Robert Reed. A Plague of Life.
Reed sucks us into a story with a lot of history. A long-lived dog is our introduction to a near-future Earth in which overpopulation has become a major problem, exacerbated by those who have lived for centuries, or, indeed, millenia.
Hannah reluctantly returns to the family farm, ruled by her Grandfather, fighting fit and pumping iron despite his age, and her mother, who is finally feeling the effects of her longevity. Hannah and her young son are irregular visitors, and this is, if she is to get her way, to be be the last visit before heading off to a new start on a new planet.
The dog is a lynch-pin to the story, through which we have revealed the mystery of Hannah’s murdered father, and the dark secret which Hannah is able to turn to her advantage.
An interesting setting, and a claustrophobic piece of storytelling, although the pieces fit together just too smoothly IMHO.
Gene Wolfe.
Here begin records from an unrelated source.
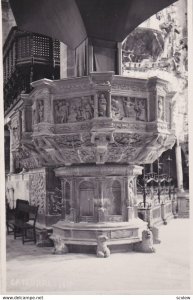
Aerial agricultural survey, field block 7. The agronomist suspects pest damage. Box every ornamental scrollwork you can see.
[29,172,46,214]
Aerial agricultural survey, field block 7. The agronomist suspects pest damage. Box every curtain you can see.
[75,39,88,77]
[93,46,117,72]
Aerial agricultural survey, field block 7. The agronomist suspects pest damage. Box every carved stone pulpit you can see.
[8,71,176,255]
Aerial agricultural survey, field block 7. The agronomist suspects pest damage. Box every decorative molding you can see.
[55,165,143,177]
[29,172,46,214]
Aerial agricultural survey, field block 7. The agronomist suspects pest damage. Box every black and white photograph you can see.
[0,0,192,297]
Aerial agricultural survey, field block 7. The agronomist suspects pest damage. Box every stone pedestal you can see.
[51,219,147,257]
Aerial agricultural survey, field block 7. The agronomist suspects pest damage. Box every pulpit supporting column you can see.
[175,140,184,192]
[175,140,189,217]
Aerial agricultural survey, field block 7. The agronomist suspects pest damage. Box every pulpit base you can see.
[51,219,148,257]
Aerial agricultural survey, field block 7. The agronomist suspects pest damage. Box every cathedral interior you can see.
[2,0,189,257]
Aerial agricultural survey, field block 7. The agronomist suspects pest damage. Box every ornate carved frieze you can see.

Pulp Cover.
A short piece by Wolfe, getting into the head of a young man who has designs on the daughter of his boss. However, she becomes betrothed to a man of greater pedigree, although of a much different pedigree as we have finally revealed – for the Pulp Covers to which Wolfe refers, which feature young maidens being threatened by aliens with tentacles are not the real threat : for the aliens will be much more insidious and it is the aliens with testicles of which we should be afraid.
Sarah A. Hoyt. What She Left Behind.
A young maiden of faerie blood betrothed to an unpleasant human is the stuff of fairy tales. However, the maiden in question flees the fists of her husband after one beating too many, leaving her infant son with him. No small wonder then that as he grows up, the victim of physical and sexual abuse, that his mother’s return to take him to a better place is not warmly welcomed.
Richard Flood. Jagganath.
A not entirely successful story in which a near-future Infoglut society in which the media is used to dis-inform is the setting for a sketched-in story of a young man who fights back through releasing a virus which blocks all but the most Zen-like information. Sketched in, in that the story needs to have a bit more length and depth to build up any real tension and interest.
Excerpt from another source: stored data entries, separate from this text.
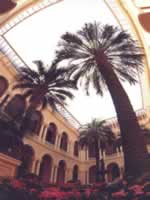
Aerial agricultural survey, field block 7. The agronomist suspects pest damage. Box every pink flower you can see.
[128,184,144,196]
[112,190,127,198]
[85,189,91,197]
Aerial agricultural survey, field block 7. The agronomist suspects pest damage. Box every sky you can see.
[5,0,142,124]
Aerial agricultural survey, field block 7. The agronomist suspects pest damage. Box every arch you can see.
[5,94,26,120]
[72,165,79,182]
[45,122,57,144]
[89,165,96,183]
[74,141,79,157]
[57,160,66,184]
[60,132,68,151]
[107,163,120,182]
[0,76,8,97]
[39,154,53,183]
[17,144,35,177]
[0,0,17,14]
[24,109,43,135]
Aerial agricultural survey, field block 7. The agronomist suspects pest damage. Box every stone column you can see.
[86,148,88,160]
[53,166,58,183]
[67,141,72,154]
[31,159,37,173]
[38,124,45,141]
[79,170,85,184]
[35,160,41,175]
[55,135,59,149]
[57,135,61,149]
[85,171,88,184]
[50,165,55,183]
[42,124,48,142]
[66,168,72,182]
Chris Beckett. Tammy Pendant.
Beckett has been a regular in Interzone for many years, and several stories have featured ‘Shifters’, people who can pill-pop and visit Alternate/Quantum Earth’s. This sequence of stories hasn’t really grabbed me as there seems to be missing an underpinning raison-d’etre for this. Beckett uses his social work background to paint a painfully accurate picture of a teenage girl struggling with that which life has dealt her, and her dealings with some well-meaning social workers. The girl gets a chance to grab some of the pills to take her to an alternate reality, but the pills don’t work properly and she is left still needing to run from herself and her current situation.
Allen M. Steele. Thompson’s Ferry.
Yet another installment in Steele’s Coyote series, the success of which continues to baffle me.
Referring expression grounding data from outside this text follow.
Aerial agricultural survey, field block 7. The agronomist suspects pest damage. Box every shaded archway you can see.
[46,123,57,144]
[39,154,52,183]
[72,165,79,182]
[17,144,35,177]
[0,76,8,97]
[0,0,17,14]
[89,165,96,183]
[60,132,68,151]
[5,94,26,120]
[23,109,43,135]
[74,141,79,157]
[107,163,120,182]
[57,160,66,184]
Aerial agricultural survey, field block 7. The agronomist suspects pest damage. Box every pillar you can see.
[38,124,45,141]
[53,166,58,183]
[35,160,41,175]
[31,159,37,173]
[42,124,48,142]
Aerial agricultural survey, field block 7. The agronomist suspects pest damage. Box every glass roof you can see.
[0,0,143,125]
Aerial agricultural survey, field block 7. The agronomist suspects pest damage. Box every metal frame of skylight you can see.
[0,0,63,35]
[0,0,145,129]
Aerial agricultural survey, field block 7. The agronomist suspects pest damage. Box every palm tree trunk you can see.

Phillip C. Jennings. The Saint.
A short piece – one which paints quickly an interesting backdrop of an Earth orbited by habitats but the surface of which is far removed from where we are now. In terms of being a successful singleton short story it doesn’t really work, reading as a segment of a longer work.
Ian McDowell. Under the Flag of Night.
Har, har, a pirate tale, sez I. A pirate tale, sez you? Aye, a pirate tale, sez I. With Piratess Anne Bonny, the long-dead, but still talking head of old Blackbeard himself. Blackbeard, sez you? Aye, sez I, and said head said he is mortally afeared on account of his having pissed in Jesu’s favourite pot. There’s shootins and fightin and quim and a rum-drinkin’, and that which make it be SFnal be the magicke which be used. Think Raiders of the Lost Ark crossed with Pirates of the Caribbean
Conclusion.
Not a classic issue by a long shot, with the majority of the stories missing that certain something, and none likely to remain in the mind for long.